Embracing the Present does a slam-dunk job of capturing the climaxes and nadirs of its 40-year span, all within a lively physical layout that breaks up gallery space with jutting staccato accents, leading the art lover through a well-conceived yet spontaneous-feeling maze.

The aforementioned Jean-Michel's Tobacco versus Red Chief is here, with its ironic, iconic teepees and scribble-faced Indian. Basquiat's pimp, Andy Warhol, is close by with an early silkscreen takeoff on a James Cagney talkie. Another American Pop artist, R.B. Kitaj, offers a multicolor panorama of Paris, with Crayola-colored Notre Dame rising above an off-kilter cityscape and a naked woman reclining face down on a mattress, butt crack and parted labia gloriously greeting passersby. Does Kiaj's piece, one wonders, hang above the watercooler at PaineWebber's HQ?

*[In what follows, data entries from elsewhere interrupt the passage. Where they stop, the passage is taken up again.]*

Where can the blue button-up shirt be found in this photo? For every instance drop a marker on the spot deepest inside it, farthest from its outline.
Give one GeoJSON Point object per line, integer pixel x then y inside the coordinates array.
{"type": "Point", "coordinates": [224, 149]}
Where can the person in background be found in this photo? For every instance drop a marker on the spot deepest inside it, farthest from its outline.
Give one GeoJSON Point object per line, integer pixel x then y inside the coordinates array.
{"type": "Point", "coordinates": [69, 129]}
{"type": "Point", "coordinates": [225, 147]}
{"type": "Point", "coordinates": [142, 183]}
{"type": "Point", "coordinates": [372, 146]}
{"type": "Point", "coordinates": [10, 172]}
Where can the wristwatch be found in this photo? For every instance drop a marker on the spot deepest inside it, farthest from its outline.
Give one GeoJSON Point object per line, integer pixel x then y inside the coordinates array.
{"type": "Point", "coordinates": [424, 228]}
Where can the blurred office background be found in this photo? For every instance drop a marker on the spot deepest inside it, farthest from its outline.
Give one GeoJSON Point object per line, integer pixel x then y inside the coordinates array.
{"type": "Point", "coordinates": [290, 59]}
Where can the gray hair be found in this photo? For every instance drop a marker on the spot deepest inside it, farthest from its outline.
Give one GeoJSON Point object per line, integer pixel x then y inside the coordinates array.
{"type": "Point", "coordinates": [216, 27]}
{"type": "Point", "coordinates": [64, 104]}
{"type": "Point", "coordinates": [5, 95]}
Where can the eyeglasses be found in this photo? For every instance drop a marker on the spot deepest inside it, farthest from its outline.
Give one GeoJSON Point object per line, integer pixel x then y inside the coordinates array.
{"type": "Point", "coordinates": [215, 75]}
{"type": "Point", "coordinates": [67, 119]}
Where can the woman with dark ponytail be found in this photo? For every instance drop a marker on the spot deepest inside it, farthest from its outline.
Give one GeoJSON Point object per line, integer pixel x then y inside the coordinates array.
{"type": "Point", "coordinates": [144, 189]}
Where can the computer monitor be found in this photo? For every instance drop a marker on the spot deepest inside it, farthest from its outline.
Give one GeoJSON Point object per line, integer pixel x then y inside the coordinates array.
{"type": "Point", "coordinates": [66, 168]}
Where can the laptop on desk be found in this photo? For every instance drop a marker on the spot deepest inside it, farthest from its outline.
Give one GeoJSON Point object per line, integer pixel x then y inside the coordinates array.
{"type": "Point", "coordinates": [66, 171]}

Elizabeth Murray's ambitious Southern California looks like a giant apple on a manifest destiny to overtake the canvas. Photographer Barbara Ess' disturbing Snake in Living Room shows a serpent slithering across otherwise innocuous shag carpet, ready to crash some hapless suburbanite's veneer of domestic bliss. The piece is one of the few photographs in the collection to rise above photojournalism and make a symbolic statement.

Contemporary art's missteps are on view here, as well. Allan McCollum's black-on-black paintings are literal and thematic voids. Lorna Simpson's conceptual Polaroids of shoes, jackets and boxes--intended as a meditation on race and gender--make better cocktail-hour conversation than art. And Damien Hirst's banal yet maddening Op-Art dots, with their cloying salmon and lime hues and robot-perfect regularity, induce a headache worthy of Tylenol with Codeine.

The invigorating oils of neo-Expressionists Howard Hodgkin and Gerhard Richter are the exhibit's strongest pieces: sucker punches of motion, texture and bracing color, sensual feasts that prove "abstract" needn't connote "abstruse." Works such as these, with their riotous confluences of order and chaos, show painting's enduring power to jolt us out of our cubicled comas and reawaken us to life's drama, danger and beauty.

Embracing the Present: The UBS PaineWebber Collection

Portland Art Museum, 1219 SW Park Ave., 226 - 2811. $6-$10. Closes Jan. 5.